In 1925 the drains were connected with the Sewage Disposal Works by means of a new sewer laid from behind the porter's lodge westward to join the main village sewer.  The work cost £914 5s 10d (£914.29), mainly because of the considerable difficulty in laying a sewer under an undulating road - parts of it were only a few feet below the surface and parts at least 15-20 feet (about 4.5-6 metres) below.  The connection with the Outfall Works at Bletchingley solved a recurrent problem with the old sewage disposal system in the grounds of the Hospital.  The large amount of water used in the Hospital consistently caused trouble with the tanks.

In 1939, in the first half of the year, some 114 patients had been admitted - of whom 20 had had diphtheria and 50 scarlet fever.

In 1948 the Hospital joined the NHS under the control of the Redhill Group Hospital Management Committee, part of the South West Metropolitan Regional Hospital Board.  It had 40 beds, but was considered to be too small and out-of-date.

In 1958 it had 36 beds.

Despite proposals to close it down, the Hospital survived.  In 1961 it was renamed the Bletchingley  Hospital.

In 1964, following a minor reorganisation of the NHS, it came under the control of the Redhill and Netherne Group Hospital Management Committee.

In 1974, following a major reorganisation of the NHS, the Hospital came under the administration of the East Surrey District Health Authority, part of the South West Thames Regional Health Authority.  It had 35 beds for geriatric patients.

The Hospital closed in 1984, with 43 geriatric beds.

Present status (May 2013)

The Hospital was demolished.  Only its Lodge survives.  A small housing estate of 76 dwellings was built on the site in the 1990s.  The original buildings were roughly where Nightingale Way now runs.

Bletchingley Hospital
The porter's lodge at the corner of Nightingale Way and Gayler Close is the only building to survive.

Bletchingley Hospital
Nighingale Way, off Rabies Heath Road, occupies the driveway of the Hospital.

Bletchingley Hospital

Nightingale Way, at the top of the housing estate, is the likely Hospital footprint (above and below).

Bletchingley Hospital

Bletchingley Hospital
Hart Close is in the middle of the estate.
References (Accessed 14th July 2018)

Bentley JR 1939  Annual Report of the Medical Officer of Health.  Surrey, Rural District of Godstone, 23.

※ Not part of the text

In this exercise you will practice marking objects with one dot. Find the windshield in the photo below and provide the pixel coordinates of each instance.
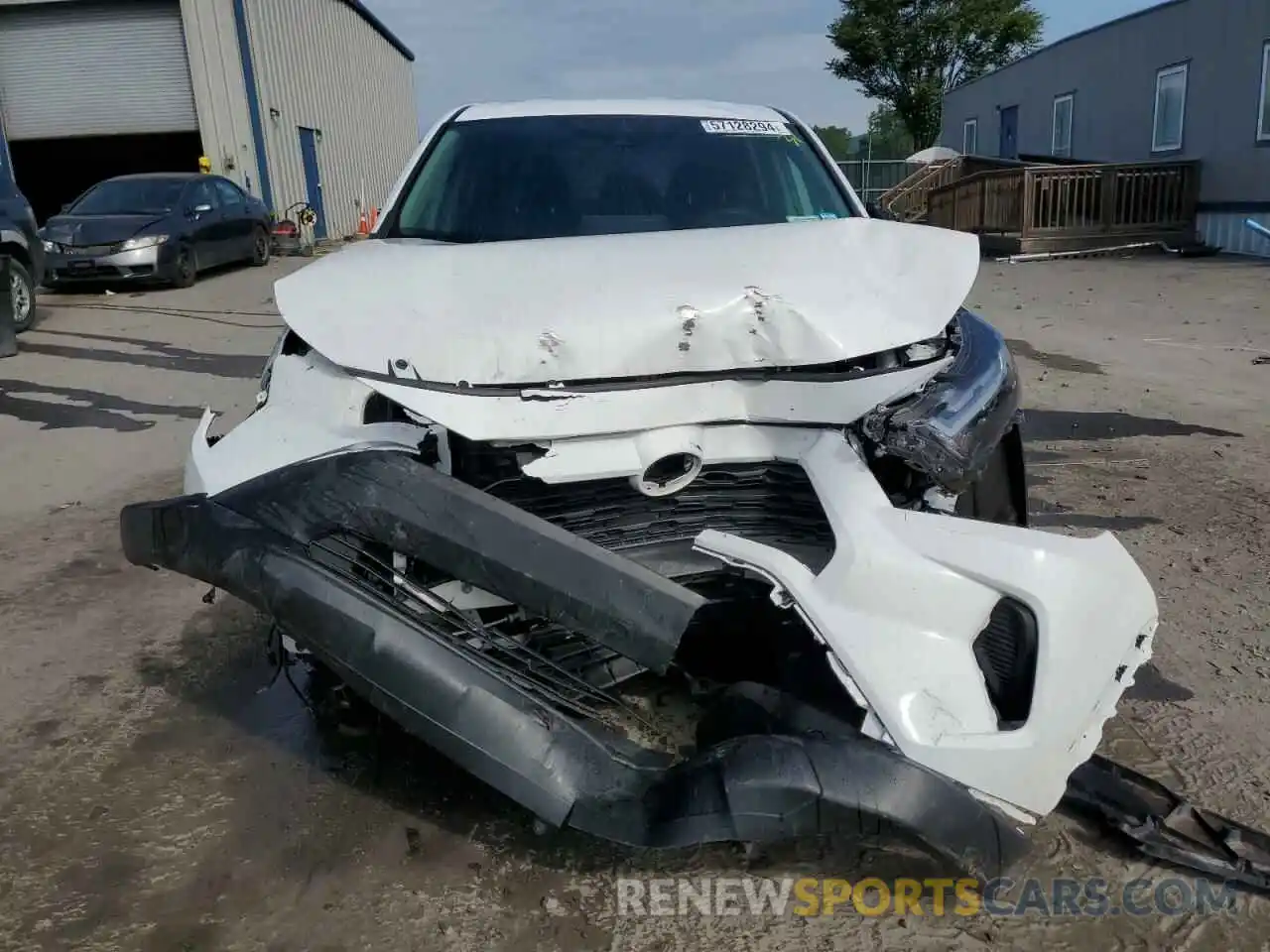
(567, 176)
(131, 197)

Ive C 1949 Dorking and Horley Rural District Annual Reports of the Medical Officer of Health and the Chief Sanitary Inspector, 8-9.

Oldman CE 1894 Annual Report of the Medical Officer of Health.  Surrey, Rural District of Godstone, 9.

Oldman CE 1896 Annual Report of the Medical Officer of Health.  Surrey, Rural District of Godstone, 12.

Oldman CE 1897 Annual Report of the Medical Officer of Health.  Surrey, Rural District of Godstone, 10.

Robertson FW 1911 Annual Report of the Medical Officer of Health.  Surrey, Rural District of Godstone, 15-17.

Robertson FW 1915 Annual Report of the Medical Officer of Health.  Surrey, Rural District of Godstone, 5-9.

Robertson FW 1925 Annual Report of the Medical Officer of Health.  Surrey, Rural District of Godstone, 9-11.